Yussif Saidu

Personal information
- Date of birth: 14 June 2005 (age 21)
- Place of birth: Bamako, Mali
- Height: 1.84 m (6 ft 0 in)
- Position: Defensive midfielder

Team information
- Current team: Zaragoza
- Number: 33

Youth career
- 2023–2024: Dansoman Wise XI
- 2023–2024: → Zaragoza (loan)

Senior career*
- Years: Team / Apps / (Gls)
- 2024–2025: Dansoman Wise XI / 6 / (0)
- 2024–2025: → Zaragoza B (loan) / 8 / (0)
- 2025: → Zaragoza (loan) / 8 / (0)
- 2025–: Zaragoza / 31 / (1)

= Yussif Saidu =

Ghanaian footballer (born 2005)

Yussif Saidu (born 14 June 2005) is a Ghanaian footballer who plays as a defensive midfielder for Spanish club Real Zaragoza.

==Early life==
Born in Mali, Saidu moved to Ghana with part of his family at the age of six, as his parents separated.

==Career==
Saidu joined Real Zaragoza in September 2023, initially for the Juvenil squad, on loan from local side Dansoman Wise XI FC. His loan was renewed for a further year in July 2024, but bureaucratic issues prevented him to play for the reserves during the first half of the season.

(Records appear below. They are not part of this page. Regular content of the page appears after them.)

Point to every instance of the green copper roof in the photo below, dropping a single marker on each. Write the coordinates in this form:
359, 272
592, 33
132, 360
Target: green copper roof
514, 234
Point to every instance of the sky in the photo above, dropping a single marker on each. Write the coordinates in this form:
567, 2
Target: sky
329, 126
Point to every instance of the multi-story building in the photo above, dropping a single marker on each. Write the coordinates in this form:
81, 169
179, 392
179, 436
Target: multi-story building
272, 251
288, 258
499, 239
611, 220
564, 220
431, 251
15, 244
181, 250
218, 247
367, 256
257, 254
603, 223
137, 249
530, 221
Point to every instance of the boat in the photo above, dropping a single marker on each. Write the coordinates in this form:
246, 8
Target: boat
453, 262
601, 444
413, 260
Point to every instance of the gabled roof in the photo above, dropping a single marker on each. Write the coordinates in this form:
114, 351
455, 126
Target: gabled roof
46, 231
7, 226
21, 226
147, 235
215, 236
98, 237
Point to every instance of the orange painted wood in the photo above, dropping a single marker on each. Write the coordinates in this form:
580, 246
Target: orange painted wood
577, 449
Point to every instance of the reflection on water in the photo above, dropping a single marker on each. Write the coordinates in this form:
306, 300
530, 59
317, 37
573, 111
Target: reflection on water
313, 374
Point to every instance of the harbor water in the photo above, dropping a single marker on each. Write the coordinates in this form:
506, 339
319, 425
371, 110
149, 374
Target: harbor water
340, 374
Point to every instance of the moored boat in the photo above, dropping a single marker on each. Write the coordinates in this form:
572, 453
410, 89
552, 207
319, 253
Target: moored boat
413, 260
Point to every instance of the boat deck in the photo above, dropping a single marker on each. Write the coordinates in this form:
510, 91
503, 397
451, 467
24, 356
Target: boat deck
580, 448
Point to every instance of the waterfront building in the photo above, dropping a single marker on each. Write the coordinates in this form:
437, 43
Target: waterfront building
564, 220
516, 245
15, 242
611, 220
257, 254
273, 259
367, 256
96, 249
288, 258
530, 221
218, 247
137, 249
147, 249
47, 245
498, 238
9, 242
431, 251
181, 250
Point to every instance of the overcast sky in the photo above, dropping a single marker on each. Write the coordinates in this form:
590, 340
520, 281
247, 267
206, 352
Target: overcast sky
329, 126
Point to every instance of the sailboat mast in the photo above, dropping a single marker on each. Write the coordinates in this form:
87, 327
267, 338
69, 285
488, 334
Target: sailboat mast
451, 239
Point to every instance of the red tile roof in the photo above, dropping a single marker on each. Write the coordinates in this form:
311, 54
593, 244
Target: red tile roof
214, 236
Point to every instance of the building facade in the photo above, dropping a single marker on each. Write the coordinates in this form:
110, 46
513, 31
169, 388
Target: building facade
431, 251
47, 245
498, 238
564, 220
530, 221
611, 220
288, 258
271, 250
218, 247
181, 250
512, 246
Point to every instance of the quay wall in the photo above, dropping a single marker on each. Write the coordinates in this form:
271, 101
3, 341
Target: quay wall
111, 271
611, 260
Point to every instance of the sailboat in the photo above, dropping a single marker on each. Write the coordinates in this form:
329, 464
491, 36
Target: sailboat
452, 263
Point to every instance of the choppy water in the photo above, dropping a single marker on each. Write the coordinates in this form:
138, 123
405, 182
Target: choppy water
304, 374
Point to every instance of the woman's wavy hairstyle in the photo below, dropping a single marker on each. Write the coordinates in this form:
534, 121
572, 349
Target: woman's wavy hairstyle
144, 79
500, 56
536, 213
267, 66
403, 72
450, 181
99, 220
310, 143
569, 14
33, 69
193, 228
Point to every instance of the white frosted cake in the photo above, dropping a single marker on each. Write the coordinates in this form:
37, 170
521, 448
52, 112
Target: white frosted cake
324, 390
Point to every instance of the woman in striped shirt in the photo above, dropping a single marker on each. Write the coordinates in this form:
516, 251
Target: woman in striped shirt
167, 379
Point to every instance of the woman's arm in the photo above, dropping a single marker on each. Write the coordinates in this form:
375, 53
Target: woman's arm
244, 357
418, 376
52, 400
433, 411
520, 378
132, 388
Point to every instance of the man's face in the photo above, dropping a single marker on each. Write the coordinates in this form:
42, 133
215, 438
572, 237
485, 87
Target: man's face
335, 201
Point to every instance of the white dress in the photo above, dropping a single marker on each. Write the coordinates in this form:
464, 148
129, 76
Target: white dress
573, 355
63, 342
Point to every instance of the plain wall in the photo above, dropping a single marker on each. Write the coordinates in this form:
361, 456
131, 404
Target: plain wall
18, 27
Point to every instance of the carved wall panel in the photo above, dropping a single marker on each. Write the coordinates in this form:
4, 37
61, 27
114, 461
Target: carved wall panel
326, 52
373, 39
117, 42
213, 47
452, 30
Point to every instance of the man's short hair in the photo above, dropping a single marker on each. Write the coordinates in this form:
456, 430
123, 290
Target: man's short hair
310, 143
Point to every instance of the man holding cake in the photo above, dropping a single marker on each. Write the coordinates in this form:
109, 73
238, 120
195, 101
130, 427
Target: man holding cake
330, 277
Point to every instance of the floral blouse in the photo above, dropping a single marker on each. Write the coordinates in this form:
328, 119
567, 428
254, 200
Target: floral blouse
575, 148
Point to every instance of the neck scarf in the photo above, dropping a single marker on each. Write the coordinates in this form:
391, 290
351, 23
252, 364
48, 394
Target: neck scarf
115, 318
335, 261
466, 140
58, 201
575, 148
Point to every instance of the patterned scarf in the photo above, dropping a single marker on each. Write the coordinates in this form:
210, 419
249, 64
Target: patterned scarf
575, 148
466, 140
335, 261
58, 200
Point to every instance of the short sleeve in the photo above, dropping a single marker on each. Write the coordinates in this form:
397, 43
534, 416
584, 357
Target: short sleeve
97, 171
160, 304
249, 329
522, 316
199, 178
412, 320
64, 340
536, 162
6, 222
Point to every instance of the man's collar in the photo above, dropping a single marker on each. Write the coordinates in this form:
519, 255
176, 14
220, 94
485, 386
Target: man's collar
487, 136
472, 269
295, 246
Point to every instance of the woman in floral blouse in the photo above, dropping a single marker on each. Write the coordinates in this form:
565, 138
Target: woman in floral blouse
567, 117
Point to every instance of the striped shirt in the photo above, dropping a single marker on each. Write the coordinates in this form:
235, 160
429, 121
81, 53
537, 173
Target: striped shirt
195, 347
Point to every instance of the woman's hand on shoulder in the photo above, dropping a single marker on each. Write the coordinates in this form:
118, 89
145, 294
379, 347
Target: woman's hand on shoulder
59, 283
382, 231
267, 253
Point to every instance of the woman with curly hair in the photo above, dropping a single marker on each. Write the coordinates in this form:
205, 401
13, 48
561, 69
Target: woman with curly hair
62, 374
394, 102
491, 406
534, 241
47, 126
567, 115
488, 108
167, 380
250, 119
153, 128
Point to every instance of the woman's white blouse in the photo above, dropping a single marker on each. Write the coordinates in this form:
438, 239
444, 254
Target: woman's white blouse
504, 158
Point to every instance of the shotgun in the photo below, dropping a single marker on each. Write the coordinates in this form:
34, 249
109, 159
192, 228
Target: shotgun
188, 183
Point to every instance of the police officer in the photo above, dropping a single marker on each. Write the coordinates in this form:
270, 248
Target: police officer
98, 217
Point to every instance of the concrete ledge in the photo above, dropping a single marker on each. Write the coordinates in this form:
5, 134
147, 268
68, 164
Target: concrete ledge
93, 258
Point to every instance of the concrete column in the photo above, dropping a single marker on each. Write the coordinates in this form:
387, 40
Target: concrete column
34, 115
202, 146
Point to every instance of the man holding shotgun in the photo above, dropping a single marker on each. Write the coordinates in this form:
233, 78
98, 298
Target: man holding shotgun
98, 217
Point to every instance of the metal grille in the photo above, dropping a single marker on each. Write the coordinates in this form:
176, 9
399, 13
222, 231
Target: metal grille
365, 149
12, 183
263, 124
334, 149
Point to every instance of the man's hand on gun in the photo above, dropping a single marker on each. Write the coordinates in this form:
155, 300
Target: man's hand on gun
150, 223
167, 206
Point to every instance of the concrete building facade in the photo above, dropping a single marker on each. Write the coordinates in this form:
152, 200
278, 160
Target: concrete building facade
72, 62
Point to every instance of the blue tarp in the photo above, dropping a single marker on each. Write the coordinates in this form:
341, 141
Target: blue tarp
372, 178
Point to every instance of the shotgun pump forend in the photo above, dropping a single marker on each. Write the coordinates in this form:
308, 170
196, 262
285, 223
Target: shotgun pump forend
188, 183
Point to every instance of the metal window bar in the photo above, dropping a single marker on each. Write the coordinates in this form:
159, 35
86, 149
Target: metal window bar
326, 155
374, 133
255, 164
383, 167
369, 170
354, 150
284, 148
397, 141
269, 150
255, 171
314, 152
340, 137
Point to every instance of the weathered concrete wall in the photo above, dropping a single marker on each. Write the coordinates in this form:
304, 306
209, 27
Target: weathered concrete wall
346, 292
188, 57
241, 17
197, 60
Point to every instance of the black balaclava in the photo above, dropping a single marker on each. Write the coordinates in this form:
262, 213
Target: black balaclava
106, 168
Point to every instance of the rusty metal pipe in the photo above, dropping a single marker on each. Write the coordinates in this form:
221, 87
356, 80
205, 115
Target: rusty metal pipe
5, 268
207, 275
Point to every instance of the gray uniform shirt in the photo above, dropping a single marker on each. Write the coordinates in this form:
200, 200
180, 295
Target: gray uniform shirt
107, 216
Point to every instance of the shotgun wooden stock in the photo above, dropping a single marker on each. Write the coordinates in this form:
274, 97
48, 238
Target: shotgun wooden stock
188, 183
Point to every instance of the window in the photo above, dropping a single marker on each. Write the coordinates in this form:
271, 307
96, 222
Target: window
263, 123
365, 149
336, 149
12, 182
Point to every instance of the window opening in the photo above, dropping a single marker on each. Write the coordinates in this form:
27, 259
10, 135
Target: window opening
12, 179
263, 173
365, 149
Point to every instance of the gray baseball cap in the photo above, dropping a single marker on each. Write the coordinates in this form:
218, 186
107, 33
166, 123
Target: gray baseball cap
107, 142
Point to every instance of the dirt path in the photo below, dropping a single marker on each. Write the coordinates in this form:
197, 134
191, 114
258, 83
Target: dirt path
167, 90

Saidu made his senior debut with the B's on 12 January 2025, coming on as a second-half substitute in a 4–0 Segunda Federación home loss to UD Logroñés. In July, he was called up by manager Gabi to make the pre-season with the first team, and impressed while playing as a centre-back.

Saidu made his professional debut on 23 August 2025, replacing Dani Tasende in a 3–1 Segunda División home loss to FC Andorra. On 25 October, the Maños exercised the buyout clause on his contract, and he signed a permanent deal until 2030.